See Custom Component Registration for more details.

Agent Configuration

The agent section controls execution behavior and quality gates.

agent:
  num_runs: 1                           # Number of times to run each test case
  parallel_execution: false             # Run tests in parallel
  max_workers: 4                        # Max parallel workers (if parallel enabled)
  fail_on_threshold_violation: true    # Exit with error if evaluations fail
  log_level: INFO                       # Logging level (DEBUG|INFO|WARNING|ERROR)

Configuration Options

Option	Description	Default	Type
`num_runs`	Number of times to execute each eval case	`1`	integer
`parallel_execution`	Enable parallel execution of test cases	`false`	boolean
`max_workers`	Maximum number of parallel worker threads	`4`	integer
`fail_on_threshold_violation`	Exit with error code when evaluator thresholds are violated	`true`	boolean
`log_level`	Logging verbosity level	`INFO`	string

fail_on_threshold_violation

Purpose: Controls whether the evaluation process should fail (exit with error code 1) when any evaluator thresholds are violated.

Use Cases:

✅ When to enable (fail_on_threshold_violation: true):

CI/CD Pipelines: Fail builds when LLM quality drops below thresholds
Regression Testing: Prevent deployments if model performance degrades
Quality Gates: Enforce minimum quality standards before production
Pre-commit Hooks: Block commits that violate quality thresholds

# CI/CD configuration - fail on violations
agent:
  fail_on_threshold_violation: true  # Block deployments if quality drops

evaluators:
  - type: response_evaluator
    config:
      similarity_threshold: 0.85  # Minimum 85% similarity required
  - type: cost_evaluator
    config:
      max_cost_per_case: 0.05     # Maximum $0.05 per test

📊 When to disable (fail_on_threshold_violation: false):

Monitoring & Reporting: Track metrics over time without failing
Exploratory Testing: Test new models/prompts without strict requirements
Development: Iterate quickly without strict quality gates
Gradual Rollout: Collect data before enforcing thresholds

# Monitoring configuration - collect data without failing
agent:
  fail_on_threshold_violation: false  # Continue despite violations

reporters:
  - type: database
    db_path: ./metrics.db  # Track trends over time

Error Output Example:

When violations occur with fail_on_threshold_violation: true, you'll see:

================================================================================
  THRESHOLD VIOLATION DETECTED
================================================================================

❌ 3/10 evaluation(s) failed to meet thresholds
Success rate: 70.0% (100% required)

Failed evaluation cases:
  • test_001 (run 1) - Failed: response, cost
  • test_003 (run 1) - Failed: latency
  • test_007 (run 1) - Failed: trajectory

================================================================================
💡 TIP: Set 'fail_on_threshold_violation: false' in agent config to continue
        despite threshold violations (useful for monitoring/testing)
================================================================================

Exit code: 1 (failure)

Telemetry Configuration

Enable OpenTelemetry tracing for deep observability into evaluation runs.

agent:
  telemetry:
    enabled: true           # Enable tracing (default: false)
    exporter: phoenix       # "console", "otlp", or "phoenix"
    service_name: judge-llm # Service/project name for traces
    endpoint: http://localhost:6006  # Exporter endpoint (optional)
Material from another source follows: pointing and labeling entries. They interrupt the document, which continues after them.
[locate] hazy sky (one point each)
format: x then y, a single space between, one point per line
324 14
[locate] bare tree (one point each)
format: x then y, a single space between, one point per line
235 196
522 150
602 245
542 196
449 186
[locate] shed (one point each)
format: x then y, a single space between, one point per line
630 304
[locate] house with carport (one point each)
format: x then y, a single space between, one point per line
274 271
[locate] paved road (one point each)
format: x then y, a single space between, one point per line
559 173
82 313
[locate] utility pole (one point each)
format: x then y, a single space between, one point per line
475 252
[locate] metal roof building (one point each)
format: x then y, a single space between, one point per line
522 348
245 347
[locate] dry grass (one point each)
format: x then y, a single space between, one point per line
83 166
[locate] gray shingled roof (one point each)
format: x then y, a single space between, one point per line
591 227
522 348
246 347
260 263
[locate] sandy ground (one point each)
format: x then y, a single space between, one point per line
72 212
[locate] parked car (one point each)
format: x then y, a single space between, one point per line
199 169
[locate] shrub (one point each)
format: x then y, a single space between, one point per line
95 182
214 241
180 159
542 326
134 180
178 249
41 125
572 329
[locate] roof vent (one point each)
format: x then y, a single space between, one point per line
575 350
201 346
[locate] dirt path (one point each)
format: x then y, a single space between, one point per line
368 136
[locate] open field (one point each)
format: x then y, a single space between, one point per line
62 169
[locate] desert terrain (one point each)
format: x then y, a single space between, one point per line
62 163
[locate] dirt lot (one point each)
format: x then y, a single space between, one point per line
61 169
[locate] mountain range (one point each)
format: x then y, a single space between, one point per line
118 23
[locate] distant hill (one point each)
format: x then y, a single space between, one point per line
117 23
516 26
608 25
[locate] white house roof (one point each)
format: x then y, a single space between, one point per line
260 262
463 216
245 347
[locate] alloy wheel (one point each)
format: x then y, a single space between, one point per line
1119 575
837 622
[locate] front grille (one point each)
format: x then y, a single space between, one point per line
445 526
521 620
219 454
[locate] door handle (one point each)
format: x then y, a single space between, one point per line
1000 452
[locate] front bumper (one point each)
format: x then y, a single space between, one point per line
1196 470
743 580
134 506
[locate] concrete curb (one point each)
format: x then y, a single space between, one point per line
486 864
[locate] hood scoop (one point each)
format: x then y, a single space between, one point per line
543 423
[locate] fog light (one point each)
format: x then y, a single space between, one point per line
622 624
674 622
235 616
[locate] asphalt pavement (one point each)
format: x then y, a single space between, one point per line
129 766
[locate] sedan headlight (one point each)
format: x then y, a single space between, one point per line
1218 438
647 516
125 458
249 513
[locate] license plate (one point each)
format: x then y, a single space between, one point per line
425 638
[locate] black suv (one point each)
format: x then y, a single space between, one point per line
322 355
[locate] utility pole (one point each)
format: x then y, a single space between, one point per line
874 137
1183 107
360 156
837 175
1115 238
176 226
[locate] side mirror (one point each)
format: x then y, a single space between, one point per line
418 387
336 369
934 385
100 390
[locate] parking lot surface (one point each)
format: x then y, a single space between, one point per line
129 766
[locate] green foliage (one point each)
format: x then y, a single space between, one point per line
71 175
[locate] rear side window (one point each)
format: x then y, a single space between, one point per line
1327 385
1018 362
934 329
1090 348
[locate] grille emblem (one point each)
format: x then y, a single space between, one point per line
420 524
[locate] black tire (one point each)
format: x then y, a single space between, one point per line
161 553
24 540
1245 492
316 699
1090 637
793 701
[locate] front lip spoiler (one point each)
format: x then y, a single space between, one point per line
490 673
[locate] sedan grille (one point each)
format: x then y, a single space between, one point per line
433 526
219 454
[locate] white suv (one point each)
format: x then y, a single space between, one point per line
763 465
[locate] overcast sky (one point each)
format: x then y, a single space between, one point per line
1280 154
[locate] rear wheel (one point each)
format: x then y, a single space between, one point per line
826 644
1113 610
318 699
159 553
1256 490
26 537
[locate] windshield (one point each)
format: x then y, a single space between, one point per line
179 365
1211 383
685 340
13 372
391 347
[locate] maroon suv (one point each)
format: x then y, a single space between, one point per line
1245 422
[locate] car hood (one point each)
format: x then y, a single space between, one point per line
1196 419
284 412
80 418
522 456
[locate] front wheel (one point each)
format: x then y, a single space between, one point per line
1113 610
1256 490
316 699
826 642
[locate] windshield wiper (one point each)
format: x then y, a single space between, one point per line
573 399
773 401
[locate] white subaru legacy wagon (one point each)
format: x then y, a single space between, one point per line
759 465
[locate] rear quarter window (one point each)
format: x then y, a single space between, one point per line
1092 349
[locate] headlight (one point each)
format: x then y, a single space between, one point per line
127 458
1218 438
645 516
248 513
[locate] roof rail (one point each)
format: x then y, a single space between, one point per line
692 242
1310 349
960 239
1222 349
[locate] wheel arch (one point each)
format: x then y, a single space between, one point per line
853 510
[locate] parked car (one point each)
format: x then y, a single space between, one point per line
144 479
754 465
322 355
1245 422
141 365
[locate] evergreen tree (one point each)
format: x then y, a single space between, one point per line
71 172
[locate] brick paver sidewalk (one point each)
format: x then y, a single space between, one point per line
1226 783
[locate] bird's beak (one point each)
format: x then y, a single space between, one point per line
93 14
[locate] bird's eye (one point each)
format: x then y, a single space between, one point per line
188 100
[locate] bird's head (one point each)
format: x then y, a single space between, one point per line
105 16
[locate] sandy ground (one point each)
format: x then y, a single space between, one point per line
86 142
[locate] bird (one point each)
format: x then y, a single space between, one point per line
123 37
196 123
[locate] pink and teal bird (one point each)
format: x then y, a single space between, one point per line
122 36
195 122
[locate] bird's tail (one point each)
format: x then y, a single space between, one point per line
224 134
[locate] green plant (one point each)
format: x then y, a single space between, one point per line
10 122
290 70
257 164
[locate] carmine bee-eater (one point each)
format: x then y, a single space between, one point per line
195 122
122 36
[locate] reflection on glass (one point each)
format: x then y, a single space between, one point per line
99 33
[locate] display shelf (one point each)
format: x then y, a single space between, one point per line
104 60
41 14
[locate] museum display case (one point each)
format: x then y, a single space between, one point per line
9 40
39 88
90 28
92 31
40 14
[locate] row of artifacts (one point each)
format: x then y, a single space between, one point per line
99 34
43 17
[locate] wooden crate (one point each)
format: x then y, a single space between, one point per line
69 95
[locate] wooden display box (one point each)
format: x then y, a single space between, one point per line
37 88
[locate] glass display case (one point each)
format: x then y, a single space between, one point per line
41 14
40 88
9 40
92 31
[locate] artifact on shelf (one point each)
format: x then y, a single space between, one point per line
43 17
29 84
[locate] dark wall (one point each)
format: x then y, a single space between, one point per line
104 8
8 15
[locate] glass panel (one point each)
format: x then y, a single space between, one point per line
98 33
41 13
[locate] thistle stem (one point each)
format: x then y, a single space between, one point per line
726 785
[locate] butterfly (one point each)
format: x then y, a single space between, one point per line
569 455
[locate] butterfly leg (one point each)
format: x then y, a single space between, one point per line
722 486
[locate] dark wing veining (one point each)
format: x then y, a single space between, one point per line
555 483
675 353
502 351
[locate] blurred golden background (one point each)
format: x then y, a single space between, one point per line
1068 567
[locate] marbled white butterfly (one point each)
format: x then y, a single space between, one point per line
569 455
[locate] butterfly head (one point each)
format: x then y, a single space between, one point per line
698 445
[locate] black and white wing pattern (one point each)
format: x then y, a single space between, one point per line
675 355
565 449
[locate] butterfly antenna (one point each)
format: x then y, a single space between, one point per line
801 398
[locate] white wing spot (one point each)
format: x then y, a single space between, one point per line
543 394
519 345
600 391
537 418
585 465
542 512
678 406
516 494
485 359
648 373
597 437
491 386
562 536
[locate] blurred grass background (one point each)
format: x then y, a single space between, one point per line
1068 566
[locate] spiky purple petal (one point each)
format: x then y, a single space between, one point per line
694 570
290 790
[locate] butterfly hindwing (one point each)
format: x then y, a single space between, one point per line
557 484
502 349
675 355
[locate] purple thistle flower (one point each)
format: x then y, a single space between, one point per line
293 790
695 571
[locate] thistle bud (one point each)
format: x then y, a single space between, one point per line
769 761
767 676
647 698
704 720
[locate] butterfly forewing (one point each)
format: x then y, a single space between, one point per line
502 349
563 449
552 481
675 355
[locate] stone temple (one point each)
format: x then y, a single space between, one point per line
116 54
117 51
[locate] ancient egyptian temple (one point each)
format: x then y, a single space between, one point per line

Option	Description	Default	Type
`telemetry.enabled`	Enable OpenTelemetry tracing	`false`	boolean
`telemetry.exporter`	Exporter type (`console`, `otlp`, `phoenix`)	`console`	string
`telemetry.service_name`	Service name for traces	`judge-llm`	string
`telemetry.endpoint`	Exporter endpoint URL	varies by exporter	string

Can also be enabled via environment variable JUDGE_LLM_TELEMETRY=true or CLI flag --telemetry.

Requires optional dependencies: pip install judge-llm[telemetry] or pip install judge-llm[phoenix].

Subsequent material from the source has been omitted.